Alaska Science Forum
September 13, 2001Article #1559
by Ned Rozell
This column is provided as a public service by the Geophysical Institute, University of Alaska Fairbanks, in cooperation with the UAF research community. Ned Rozell is a science writer at the institute.
A scientist
wearing plastic boots and crampons knelt on Gulkana Glacier and pointed
at the king of beasts, a snow flea.
“He is the top of the food chain on this glacier,” said glacial
biologist Nozomu Takeuchi. The snow flea, a tiny wingless insect also known
as a springtail, sprung away at the advance of Takeuchi’s finger,
landing near a stream of meltwater. Takeuchi opened a notebook and scribbled
with a pencil. He was on the Alaska Range glacier on a rainy September day
to study algae, the food of the snow flea and the key to life on the surface
of glaciers.
Algae are microscopic plant-like organisms that use the energy of sunlight
to make their own food. The many species of algae on Earth capture more
of the sun's energy and produce more oxygen than all plants combined. In
adapting to life on ice, algae have provided food for the snow flea and
many other wee creatures of the ice.
On that September day, Takeuchi, who works for the Frontier Observational
Research System for Global Change at the International Arctic Research Center
in Fairbanks, was collecting algae with a stainless steel scoop. Millions
of algae living on the surface of ice and snow stain the glacier red in
some areas, and give it a dusty appearance in others.
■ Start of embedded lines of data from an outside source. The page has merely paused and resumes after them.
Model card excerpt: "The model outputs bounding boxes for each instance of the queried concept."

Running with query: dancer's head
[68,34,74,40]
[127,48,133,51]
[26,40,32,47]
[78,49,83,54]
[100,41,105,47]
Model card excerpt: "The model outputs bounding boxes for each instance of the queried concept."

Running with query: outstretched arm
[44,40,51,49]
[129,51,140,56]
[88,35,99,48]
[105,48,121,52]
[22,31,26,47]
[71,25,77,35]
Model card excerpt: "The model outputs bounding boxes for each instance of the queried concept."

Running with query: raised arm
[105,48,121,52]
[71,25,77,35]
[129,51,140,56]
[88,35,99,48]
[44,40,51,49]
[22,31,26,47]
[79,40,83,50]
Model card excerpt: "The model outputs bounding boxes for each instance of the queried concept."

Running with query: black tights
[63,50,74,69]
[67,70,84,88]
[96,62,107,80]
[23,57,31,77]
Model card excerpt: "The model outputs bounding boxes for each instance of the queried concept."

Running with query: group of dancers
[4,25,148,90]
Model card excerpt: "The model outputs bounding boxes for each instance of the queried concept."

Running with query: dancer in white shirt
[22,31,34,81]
Each summer, Takeuchi spends hours crouching on the surface of Alaska glaciers,
scooping up individual alga too small to see without a microscope. His face
is tanned the color of leather, except for light patches beneath his sunglasses.
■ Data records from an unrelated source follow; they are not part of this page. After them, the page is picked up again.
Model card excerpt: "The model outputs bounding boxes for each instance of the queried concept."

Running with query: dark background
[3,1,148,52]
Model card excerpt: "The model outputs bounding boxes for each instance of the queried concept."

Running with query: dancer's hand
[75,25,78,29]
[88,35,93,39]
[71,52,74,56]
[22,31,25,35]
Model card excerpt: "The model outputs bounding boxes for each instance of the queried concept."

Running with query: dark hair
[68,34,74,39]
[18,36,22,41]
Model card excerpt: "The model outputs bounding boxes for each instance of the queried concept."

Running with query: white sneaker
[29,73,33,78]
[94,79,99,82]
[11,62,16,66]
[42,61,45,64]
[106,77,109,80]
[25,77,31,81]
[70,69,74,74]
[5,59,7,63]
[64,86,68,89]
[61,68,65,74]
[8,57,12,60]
He calls himself a glacial biologist, and he is the only one working in
Alaska.
Takeuchi gathered ice from the glacier surface in clean plastic bags. Later,
he would dry the bags to measure the earthy material produced by the algae.
In plastic bottles the size of his palm, he scooped snow samples in which
he will later count the algae. With these, he will try to figure out the
population of algae on Gulkana Glacier. It is a staggering amount of life,
so dense in areas that it can alter the face of a glacier.
Walking up the glacier, Takeuchi pointed out tiny pocks in the ice filled
with water. Called cryoconite holes, they are produced when an accumulation
of algae and the organic material it attracts form a dark spot that absorbs
sunlight and melts its own pool. Here, the algae have everything they need:
plenty of water and sunlight, and a buffer from streams on the surface of
the glacier that would flush algae away.
“They want to stay in the same place,” Takeuchi says.
Bacteria, snow fleas, ice worms and dozens of invisible species congregate
in the cryoconite holes to eat algae. Algae thrive in the summer but die
in the winter, when water on the top of a glacier turns to ice. Algae survive
by producing spores that “hatch” the following spring.
In addition to counting algae, Takeuchi also takes note of how they affect
the surface of a glacier. Gulkana, for example, is a rather dirty glacier,
due in large part to algae and the organic material broken down by creatures
that live with the algae. Dark patches of the glacier absorb more sunlight
than light patches, and Takeuchi said melting beneath dark areas can be
three times as great as that beneath clean surfaces. As part of his studies,
he checks the reflection of light from different parts of the glacier with
a spectrometer he carries in a backpack.
While scientists have blamed the increased warmth of the air for the shrinking
of Alaska’s glaciers, the sun absorbed by algae also plays a part.
Takeuchi wants to find out how the tiny world on the surface of the glacier
affects these giant sheets of ice. To do this, he walks on glaciers throughout
Alaska, stopping now and then to ponder a snow flea, the glacial equivalent
of a polar bear on sea ice.
Photos: Photo1: Nozomu Takeuchi points to a snow flea, an insect in the order Collembola that lives on the surface of Alaska glaciers.